Cystic Fibrosis in Children
Cystic Fibrosis (CF) is a serious, life-limiting genetic disorder inherited in an autosomal recessive pattern. In the UK, it affects about 1 in every 2,500 live births. The disease is caused by mutations in the cystic fibrosis transmembrane conductance regulator (CFTR) gene on chromosome 7, which codes for a protein that regulates chloride and water transport across cell membranes. A defective CFTR protein leads to the production of thick, sticky mucus, primarily affecting the respiratory, gastrointestinal, and reproductive systems.
Clinical Presentation
CF is a multi-system disease with a wide range of presentations that can change with age.
Neonates
Meconium Ileus: This is a key early sign, presenting as intestinal obstruction in a newborn due to meconium being too thick to pass.
Prolonged Jaundice: Due to liver involvement.
Failure to Thrive: Infants may not gain weight despite adequate feeding due to malabsorption.
Childhood
Respiratory: Children often experience recurrent respiratory infections, a chronic cough, wheezing, and nasal polyps.
Gastrointestinal: Symptoms include chronic diarrhoea, steatorrhoea (fatty stools), and poor weight gain due to pancreatic insufficiency.
Rectal Prolapse: This can occur due to chronic coughing and poor muscle tone.
Adolescence and Adulthood
As the disease progresses, more significant complications arise.
Respiratory: The most common cause of morbidity and mortality is progressive lung disease, which can lead to bronchiectasis, pneumothorax, and haemoptysis.
Gastrointestinal: Distal intestinal obstruction syndrome (DIOS) can occur. There is a risk of developing liver cirrhosis and portal hypertension.
Other: Cystic Fibrosis-Related Diabetes (CFRD), male infertility (due to absence of the vas deferens), osteoporosis, and arthropathy.
Diagnosis and Screening
Newborn Screening: All newborns in the UK are screened for CF via a heel-prick test on day 5 of life. This has led to earlier diagnosis and improved outcomes.
Sweat Test: This is the gold standard for diagnosis. A sweat chloride concentration of >60 mmol/L on two separate occasions is diagnostic of CF.
Genetic Testing: Analysis of the CFTR gene confirms the diagnosis by identifying specific mutations.

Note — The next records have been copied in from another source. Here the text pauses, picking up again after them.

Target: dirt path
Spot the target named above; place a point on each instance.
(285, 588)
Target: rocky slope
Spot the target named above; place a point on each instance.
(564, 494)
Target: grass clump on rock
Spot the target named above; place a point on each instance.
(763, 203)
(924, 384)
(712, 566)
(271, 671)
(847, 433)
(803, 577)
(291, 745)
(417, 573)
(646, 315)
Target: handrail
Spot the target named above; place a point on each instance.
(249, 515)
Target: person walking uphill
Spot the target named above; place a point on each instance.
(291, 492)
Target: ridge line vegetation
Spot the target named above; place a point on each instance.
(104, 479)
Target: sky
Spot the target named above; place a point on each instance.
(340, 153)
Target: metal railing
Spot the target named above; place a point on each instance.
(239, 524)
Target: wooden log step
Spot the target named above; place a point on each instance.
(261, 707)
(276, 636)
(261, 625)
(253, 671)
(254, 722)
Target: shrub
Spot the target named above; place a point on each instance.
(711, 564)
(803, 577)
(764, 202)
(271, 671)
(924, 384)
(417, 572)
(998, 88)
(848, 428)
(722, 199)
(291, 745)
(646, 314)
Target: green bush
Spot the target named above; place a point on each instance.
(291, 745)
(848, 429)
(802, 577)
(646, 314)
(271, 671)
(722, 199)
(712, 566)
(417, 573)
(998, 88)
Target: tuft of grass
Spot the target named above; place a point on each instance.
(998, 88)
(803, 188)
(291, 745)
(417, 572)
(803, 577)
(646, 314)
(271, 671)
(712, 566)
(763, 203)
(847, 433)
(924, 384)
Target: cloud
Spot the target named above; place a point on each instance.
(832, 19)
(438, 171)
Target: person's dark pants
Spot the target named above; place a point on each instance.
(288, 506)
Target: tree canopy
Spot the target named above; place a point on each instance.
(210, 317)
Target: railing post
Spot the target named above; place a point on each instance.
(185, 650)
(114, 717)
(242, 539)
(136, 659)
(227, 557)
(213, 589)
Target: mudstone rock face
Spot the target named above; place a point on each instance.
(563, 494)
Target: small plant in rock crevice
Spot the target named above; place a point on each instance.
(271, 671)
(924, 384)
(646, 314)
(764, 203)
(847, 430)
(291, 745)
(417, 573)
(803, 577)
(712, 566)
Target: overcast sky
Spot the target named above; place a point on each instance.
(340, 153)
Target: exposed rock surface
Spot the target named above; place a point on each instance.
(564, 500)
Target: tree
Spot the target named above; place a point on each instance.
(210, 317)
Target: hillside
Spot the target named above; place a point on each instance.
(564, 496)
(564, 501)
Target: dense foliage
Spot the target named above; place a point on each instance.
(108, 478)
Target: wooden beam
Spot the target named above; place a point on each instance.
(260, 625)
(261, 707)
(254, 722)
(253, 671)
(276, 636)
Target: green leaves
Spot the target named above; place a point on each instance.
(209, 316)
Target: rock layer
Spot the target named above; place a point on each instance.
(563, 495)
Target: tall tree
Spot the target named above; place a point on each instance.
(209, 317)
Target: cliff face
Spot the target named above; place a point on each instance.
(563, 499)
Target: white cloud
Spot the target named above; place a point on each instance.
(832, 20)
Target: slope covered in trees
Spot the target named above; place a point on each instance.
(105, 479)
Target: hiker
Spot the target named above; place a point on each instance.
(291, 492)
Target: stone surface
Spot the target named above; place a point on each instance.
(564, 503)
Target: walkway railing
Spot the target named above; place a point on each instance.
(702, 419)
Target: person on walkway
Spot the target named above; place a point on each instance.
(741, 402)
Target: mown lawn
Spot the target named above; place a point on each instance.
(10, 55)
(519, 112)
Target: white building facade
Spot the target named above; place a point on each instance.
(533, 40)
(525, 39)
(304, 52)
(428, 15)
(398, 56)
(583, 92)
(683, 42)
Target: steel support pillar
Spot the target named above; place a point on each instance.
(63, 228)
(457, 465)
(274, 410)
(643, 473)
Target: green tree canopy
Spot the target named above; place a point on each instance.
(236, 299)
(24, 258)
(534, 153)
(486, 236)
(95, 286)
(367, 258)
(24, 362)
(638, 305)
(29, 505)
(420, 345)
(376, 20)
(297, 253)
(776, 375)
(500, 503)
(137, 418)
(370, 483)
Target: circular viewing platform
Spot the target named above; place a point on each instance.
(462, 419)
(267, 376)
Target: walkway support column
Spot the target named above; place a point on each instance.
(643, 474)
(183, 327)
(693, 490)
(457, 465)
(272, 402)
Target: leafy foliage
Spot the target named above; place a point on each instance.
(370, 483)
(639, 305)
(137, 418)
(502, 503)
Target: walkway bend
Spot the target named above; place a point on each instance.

Other Tests: Faecal elastase can be measured to assess for pancreatic insufficiency. Imaging (chest X-ray) often shows signs of hyperinflation and bronchiectasis.
Management
CF management is complex and requires a multi-disciplinary team within a specialist UK CF centre. The goal is to manage symptoms, slow disease progression, and improve quality of life.
Respiratory Management
Physiotherapy: Regular chest physiotherapy is essential. Techniques include chest wall percussion, postural drainage, and the use of devices like the Flutter or Acapella to clear mucus from the airways.
Inhaled Therapies: Inhaled mucolytics (e.g., dornase alfa) are used to thin mucus, while bronchodilators may be used to improve airflow.
Antibiotics: Early and aggressive antibiotic therapy is crucial for respiratory exacerbations. Pseudomonas aeruginosa is a common and difficult-to-treat pathogen in CF, and management often involves nebulised antibiotics like colistin or tobramycin.
Immunisation: Annual influenza vaccination is vital.
Gastrointestinal Management
Pancreatic Enzyme Replacement Therapy (PERT): Oral pancreatic enzymes, such as Creon, are given with meals and snacks to aid in the digestion and absorption of fats and proteins.
Nutrition: A high-calorie, high-fat, and high-protein diet is crucial for maintaining a healthy weight.
Vitamin Supplementation: Fat-soluble vitamins (A, D, E, and K) are supplemented due to malabsorption.
Other Therapies
CFTR Modulators: These are a class of drugs that target the underlying CFTR defect. They are a significant breakthrough in treatment, with drugs like lumacaftor-ivacaftor and elexacaftor-tezacaftor-ivacaftor being used in the UK for specific mutations.